Simon; a father of 8 children suffers headache as Christmas approaches

An SSPDF soldier named Simon wishes Christmas had never existed. He blames Christians for creating unnecessary month of celebration. He wishes he were Chinese to live from 1st January to 31st December without being asked by his wife and children for clothes for Christmas and New Year celebrations. Having received his salary last month, he gave his family a bigger portion and he used the remaining balance for clearance of debts.

But according to him, the bucket of debts is still too heavy in that they can take the salary of two months and a half. He thought the payment of the salary would be continuous, but because indicators are now blinking red, predicting that the next salary may be received in February next year, worry has struck him so wholly as demands for Christmas on his table grow day in and day out.

The increment of the salary and the truth that it was earned made him abort his conditional job of charcoal-making. For one full month now, he has never seized an axe to cut down trees for charcoal and, this has tripled his worry. With 6 girls, two having reached puberty, and two boys, it is not easy for Simon, a rankless SSPDF soldier, to cater for their Christmas and New Year needs.

Even if he had a rank and was not assigned, he would still not cater for their needs. Two boys would accept picking second-hand clothes at Nyakuron market or any other market where aliwara clothes are sold, but the 6 girls may not accept it as they expect to be taken to boutiques for shopping so that when they mingle with other girls, they would say these clothes of ours were bought in boutiques.


Their mother is another big problem for Simon. As her daughters call for a meeting with their father in the morning, she too calls for her meeting at night, raising Simon’s blood pressure to the point of frank hypertension. Simon could bear life with her daughters’ demands, but he could not bear life with his wife’s demands as she insults Simon and threatens to leave if her demands are not met. You know how sharp the mouth of a woman is when it comes to an argument.

In this world of human rights, fighting is never an option unlike our traditional days where one could just pick a whip and the woman could shut up whether she liked it or not. All a man could do these days is to break his leg to meet the demands and cry with one eye later in pubs or otherwise, he becomes wifeless tomorrow.

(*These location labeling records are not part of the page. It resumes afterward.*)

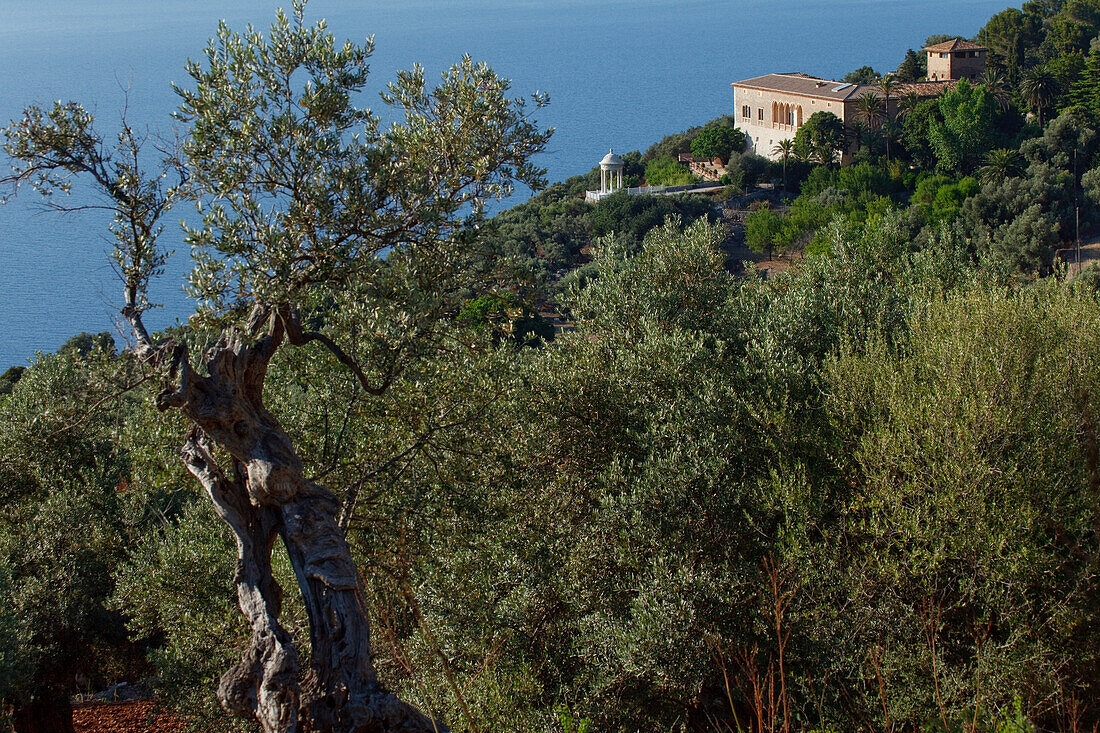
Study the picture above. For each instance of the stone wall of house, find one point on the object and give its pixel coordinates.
(763, 134)
(956, 65)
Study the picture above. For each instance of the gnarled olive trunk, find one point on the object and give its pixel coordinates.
(267, 496)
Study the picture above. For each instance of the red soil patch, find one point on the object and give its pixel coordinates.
(132, 717)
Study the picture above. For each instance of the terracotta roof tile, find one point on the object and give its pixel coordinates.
(955, 44)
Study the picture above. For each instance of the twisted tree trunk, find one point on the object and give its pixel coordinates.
(267, 495)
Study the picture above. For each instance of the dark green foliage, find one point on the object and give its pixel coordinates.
(966, 131)
(820, 139)
(912, 68)
(1009, 35)
(915, 129)
(717, 142)
(9, 378)
(631, 217)
(939, 197)
(506, 317)
(70, 512)
(668, 172)
(674, 144)
(862, 75)
(747, 170)
(1085, 94)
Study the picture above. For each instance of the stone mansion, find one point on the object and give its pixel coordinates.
(771, 108)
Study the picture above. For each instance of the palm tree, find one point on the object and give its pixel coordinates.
(994, 83)
(869, 106)
(1040, 87)
(1001, 164)
(784, 149)
(888, 85)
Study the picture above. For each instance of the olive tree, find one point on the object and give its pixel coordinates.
(319, 226)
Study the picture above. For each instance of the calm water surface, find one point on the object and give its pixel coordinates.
(619, 73)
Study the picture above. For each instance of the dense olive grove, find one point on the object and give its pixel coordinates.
(864, 494)
(859, 495)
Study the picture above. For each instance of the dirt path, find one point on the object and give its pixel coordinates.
(132, 717)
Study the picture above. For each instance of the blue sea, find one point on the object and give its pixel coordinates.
(619, 73)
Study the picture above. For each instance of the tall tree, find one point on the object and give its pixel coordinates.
(821, 138)
(996, 85)
(910, 69)
(965, 133)
(784, 149)
(888, 85)
(319, 227)
(1040, 88)
(1001, 164)
(869, 106)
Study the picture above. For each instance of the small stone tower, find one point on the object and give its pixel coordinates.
(956, 59)
(611, 173)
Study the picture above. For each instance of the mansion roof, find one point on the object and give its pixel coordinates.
(804, 85)
(955, 44)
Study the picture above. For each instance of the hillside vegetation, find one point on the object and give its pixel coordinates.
(862, 494)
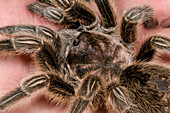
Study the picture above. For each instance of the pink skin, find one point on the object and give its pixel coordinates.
(12, 70)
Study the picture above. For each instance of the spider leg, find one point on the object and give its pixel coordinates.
(65, 12)
(148, 48)
(150, 86)
(56, 88)
(26, 88)
(117, 98)
(108, 15)
(130, 20)
(39, 31)
(86, 93)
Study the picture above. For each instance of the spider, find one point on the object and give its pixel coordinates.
(91, 61)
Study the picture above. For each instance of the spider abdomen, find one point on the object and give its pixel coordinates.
(99, 53)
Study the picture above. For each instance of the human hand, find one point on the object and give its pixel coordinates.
(15, 68)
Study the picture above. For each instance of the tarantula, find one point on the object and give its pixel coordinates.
(91, 61)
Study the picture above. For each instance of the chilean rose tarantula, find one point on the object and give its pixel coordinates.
(91, 62)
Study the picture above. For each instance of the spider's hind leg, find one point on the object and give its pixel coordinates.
(130, 20)
(56, 87)
(150, 86)
(86, 93)
(29, 86)
(149, 47)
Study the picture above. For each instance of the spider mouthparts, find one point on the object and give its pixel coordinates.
(67, 36)
(166, 23)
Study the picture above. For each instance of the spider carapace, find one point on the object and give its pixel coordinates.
(91, 61)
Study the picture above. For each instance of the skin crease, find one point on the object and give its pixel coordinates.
(13, 69)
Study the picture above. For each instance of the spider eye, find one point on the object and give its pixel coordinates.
(76, 42)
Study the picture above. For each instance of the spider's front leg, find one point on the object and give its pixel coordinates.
(48, 56)
(66, 12)
(107, 12)
(130, 20)
(149, 47)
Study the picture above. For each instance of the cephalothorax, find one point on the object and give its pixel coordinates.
(91, 62)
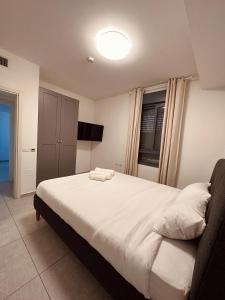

So, Simon is restless, inquiring from one soldier to another, and one official of the Finance Ministry to another whether or not this month’s salary is going to come out. The only Simon’s option now is to pick his axe once again, go to the forest, and cut down trees for charcoal. The truth is that, even if this month’s salary comes, it would not cater for all his house needs.

Simon tries staying indoors to think of the final thing to do to get out once and for all, but he almost dies of too much thinking. Once he gets out to interact with his colleague soldiers so as to take a breath of fresh air, he would later get the size of demands has increased by twofold, forcing him to stay indoors tomorrow and next tomorrow. It looks like something fishy happens when he leaves the house. Who knows there may be a female neighbour who tights the conn more when Simon steps out?

The government should be informed that the soldiers are in a catch-22 situation, particularly during this Christmas period. How do you expect them to have peace when their children are not studying, do not wear good clothes, and their wives can swear by God’s name that their hair has never been braided in a salon? The salary, though still undeserving, should continue flowing to allow them to have some peace in their own houses.

The author is a medical student, University of Juba.